I figured my Nvidia drivers might require reinstallation after the system upgrade, so I removed all Nvidia packages and then reinstalled them, broadly following the RPM Fusion guide:
$ sudo dnf remove *nvidia*
$ sudo dnf install akmod-nvidia
After rebooting, the error persisted.
I removed the Nvidia drivers again, then re-read the RPM Fusion guide and realised I had overlooked a step. I had enabled Secure Boot after upgrading to Fedora 37, since Gnome recommended it. Now that Secure Boot is enabled, I needed to generate a key to sign kernel modules with. RPM Fusion has instructions on how to do this.
While following the instructions to generate a signing key, I couldn't actually get kmodgenca to generate a key; it would simply exit without printing any messages. At this point I decided I'd set this issue aside and troubleshoot it later, so I reinstalled akmod-nvidia and rebooted.
Then my system started freezing during startup. Now I had to fix it.
I started troubleshooting the boot hang. The main symptoms are that:
- The boot process hangs at the Fedora logo, and the spinning boot animation freezes.
- The other virtual terminals cannot be accessed using Alt+F2, etc.
I tried booting into Rescue Mode. That failed with this error:
Cannot open access to console, the root account is locked in emergency mode
I later fixed this by setting a root password as per this guide.
I edited the kernel boot options and tried booting into single-user mode. That failed with the same error.
I tried booting with graphical boot disabled by removing rhgv from the kernel boot options. This time I could see the boot process hang after this step:
Failed to start vboxdrv.service
However, I think I remember seeing that error before the Fedora 37 upgrade, so I decided it was unrelated.
Finally, I tried booting with the nouveau drivers (instead of Nvidia drivers) by removing them from the kernel boot option blacklist. This worked and I could finally boot again!
After successfully booting, I checked <b>journalctl</b> for information about what went wrong and found this:
Apr 30 09:46:33 Abraxas kernel: nouveau 0000:01:00.0: bus: MMIO write of 80000140 FAULT at 10eb14 [ PRIVRING ]
Apr 30 09:46:33 Abraxas kernel: BUG: kernel NULL pointer dereference, address: 0000000000000000
Apr 30 09:46:33 Abraxas kernel: #PF: supervisor instruction fetch in kernel mode
Apr 30 09:46:33 Abraxas kernel: #PF: error_code(0x0010) - not-present page
Signing the Drivers
While researching the issue, I discovered this helpful post which explained that the process for configuring and installing the Nvidia drivers on a Secure Boot system needs to happen in a certain order. The signing key must be generated before installing akmod-nvidia. Then after akmod-nvidia is installed, you must allow around 5 minutes for it to build in the background; I assume this is the point where it actually signs the drivers.

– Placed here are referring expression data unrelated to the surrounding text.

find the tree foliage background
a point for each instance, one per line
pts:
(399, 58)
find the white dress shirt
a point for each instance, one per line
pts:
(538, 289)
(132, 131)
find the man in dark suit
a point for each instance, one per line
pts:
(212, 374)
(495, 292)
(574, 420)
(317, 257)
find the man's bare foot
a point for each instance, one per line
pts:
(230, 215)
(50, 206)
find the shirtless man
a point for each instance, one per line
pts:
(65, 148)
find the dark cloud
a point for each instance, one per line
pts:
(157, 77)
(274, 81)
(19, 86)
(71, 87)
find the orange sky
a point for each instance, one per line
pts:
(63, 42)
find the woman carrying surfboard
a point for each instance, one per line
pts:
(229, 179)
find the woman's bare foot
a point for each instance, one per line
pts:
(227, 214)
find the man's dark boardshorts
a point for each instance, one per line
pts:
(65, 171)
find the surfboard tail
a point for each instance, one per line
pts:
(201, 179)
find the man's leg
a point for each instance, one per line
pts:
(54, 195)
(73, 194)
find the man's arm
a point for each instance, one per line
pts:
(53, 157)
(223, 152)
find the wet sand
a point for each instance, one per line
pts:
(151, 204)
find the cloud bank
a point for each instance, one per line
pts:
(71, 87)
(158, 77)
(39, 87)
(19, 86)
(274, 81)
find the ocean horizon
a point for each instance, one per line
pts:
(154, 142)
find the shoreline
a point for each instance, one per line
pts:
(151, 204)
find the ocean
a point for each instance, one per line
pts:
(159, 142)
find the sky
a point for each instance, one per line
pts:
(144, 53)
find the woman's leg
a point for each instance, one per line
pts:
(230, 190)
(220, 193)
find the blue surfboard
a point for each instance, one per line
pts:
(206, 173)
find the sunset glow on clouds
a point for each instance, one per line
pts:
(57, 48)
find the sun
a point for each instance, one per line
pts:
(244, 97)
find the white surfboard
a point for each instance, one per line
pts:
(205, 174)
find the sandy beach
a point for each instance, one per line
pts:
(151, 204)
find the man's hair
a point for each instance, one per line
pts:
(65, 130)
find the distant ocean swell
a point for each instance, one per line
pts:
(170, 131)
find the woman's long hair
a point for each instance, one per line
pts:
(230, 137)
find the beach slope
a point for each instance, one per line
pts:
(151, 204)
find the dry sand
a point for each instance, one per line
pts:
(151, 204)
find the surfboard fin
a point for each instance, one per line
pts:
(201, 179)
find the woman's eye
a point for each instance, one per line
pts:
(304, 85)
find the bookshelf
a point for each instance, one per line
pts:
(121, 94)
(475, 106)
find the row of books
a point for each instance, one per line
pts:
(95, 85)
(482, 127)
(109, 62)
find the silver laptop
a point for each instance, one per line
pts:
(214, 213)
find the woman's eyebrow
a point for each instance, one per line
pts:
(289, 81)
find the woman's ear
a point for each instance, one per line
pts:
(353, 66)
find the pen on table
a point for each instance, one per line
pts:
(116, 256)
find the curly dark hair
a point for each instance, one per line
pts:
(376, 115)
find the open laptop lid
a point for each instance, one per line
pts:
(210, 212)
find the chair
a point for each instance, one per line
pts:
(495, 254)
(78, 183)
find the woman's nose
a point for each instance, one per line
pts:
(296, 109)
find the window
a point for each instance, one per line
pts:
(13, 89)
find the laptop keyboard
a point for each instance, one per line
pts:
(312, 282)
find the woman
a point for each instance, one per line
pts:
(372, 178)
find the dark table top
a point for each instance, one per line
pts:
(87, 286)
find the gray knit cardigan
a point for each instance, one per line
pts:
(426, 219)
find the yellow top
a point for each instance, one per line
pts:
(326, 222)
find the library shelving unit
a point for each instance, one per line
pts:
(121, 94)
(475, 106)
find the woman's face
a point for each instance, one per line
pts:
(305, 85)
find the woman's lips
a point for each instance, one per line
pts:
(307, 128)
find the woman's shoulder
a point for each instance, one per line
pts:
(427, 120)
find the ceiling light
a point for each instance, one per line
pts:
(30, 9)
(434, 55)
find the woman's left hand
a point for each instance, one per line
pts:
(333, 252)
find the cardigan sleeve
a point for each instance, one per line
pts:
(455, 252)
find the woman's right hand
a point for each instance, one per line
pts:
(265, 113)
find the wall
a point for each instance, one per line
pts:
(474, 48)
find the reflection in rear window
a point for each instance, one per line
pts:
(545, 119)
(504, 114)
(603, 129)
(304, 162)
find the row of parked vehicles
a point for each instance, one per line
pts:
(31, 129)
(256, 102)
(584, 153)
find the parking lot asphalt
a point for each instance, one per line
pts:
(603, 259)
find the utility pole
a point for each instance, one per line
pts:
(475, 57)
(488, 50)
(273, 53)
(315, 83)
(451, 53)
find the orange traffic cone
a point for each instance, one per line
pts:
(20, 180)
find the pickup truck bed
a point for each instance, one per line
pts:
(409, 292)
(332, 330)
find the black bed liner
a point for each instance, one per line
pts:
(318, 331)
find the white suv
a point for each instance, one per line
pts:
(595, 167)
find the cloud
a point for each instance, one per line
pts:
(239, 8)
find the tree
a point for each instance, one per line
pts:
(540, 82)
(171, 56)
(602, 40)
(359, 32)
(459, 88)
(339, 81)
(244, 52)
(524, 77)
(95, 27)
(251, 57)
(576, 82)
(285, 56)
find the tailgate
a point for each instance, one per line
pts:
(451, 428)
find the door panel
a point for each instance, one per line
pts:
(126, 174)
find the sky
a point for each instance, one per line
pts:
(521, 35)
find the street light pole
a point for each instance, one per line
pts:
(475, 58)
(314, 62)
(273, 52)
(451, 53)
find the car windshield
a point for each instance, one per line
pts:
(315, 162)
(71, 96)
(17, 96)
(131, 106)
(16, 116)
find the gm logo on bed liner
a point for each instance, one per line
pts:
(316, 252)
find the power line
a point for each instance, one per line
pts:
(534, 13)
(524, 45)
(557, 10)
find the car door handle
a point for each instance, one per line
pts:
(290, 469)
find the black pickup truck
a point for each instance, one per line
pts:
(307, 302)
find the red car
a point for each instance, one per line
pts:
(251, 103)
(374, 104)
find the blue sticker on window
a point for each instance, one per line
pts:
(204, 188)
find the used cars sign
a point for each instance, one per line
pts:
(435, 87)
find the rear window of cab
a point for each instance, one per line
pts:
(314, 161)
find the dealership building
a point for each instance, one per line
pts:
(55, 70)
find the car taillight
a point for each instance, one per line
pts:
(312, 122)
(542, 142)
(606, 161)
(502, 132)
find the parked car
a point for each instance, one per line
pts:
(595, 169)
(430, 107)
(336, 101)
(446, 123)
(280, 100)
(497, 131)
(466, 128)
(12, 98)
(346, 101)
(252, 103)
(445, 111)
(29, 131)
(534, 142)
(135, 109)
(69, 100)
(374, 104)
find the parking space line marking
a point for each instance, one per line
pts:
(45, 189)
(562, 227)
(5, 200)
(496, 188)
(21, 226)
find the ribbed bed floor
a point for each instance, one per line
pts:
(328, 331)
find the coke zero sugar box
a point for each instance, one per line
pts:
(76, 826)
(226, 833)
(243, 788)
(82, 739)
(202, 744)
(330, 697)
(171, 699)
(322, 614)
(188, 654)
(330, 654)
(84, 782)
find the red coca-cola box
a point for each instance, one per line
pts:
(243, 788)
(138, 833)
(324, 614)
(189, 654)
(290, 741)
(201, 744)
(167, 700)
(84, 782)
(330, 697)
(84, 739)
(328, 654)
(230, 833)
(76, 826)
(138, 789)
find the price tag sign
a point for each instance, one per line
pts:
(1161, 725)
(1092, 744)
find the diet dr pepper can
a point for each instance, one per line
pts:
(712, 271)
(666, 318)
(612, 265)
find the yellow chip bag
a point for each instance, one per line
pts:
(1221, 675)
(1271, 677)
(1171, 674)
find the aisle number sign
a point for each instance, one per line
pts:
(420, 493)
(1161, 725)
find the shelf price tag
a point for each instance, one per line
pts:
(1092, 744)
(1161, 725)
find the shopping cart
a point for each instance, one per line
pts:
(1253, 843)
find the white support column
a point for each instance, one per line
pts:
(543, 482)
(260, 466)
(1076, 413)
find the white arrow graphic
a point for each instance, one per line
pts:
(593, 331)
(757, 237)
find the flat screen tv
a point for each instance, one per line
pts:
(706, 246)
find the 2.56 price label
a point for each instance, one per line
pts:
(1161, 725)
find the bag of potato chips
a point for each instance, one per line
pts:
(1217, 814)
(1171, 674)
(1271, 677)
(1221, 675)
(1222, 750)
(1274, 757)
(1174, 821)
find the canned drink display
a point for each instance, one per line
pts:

This wasn't clear to me before, so with this knowledge I tried again from the start:
- I removed all Nvidia packages.
- I generated a signing key and imported it into EFI. I had to run kmodgenca with the --force flag to force it to generate the key, then accepted all the defaults.
- I reinstalled akmod-nvidia.
- I monitored the build process with ps aux | grep akmod, and waited until it finished before rebooting. It took around 5 minutes.
- When prompted, I agreed to add the public key to EFI.
- I allowed the system to boot as normal.
It worked! There were no boot errors or hangs, and I was able to open nvidia-settings and see my GPU.
Why did all this Happen?
I think this is all on me.
The original error about the Nvidia kernel module missing was probably because I enabled Secure Boot. I assume the drivers I installed in the past wouldn't have been signed.
The boot hang was probably caused by me rebooting too soon after installing the akmod-nvidia package. I assume this left the build in an incomplete state.
I'm not sure why I had to forcibly generate a new signing key. /usr/share/doc/akmods/README.secureboot indicates that kmodgenca will silently exit if a key already exists, so there must have been a key already. However, I don't recall creating it. Maybe it was generated automatically, but never imported into the EFI firmware.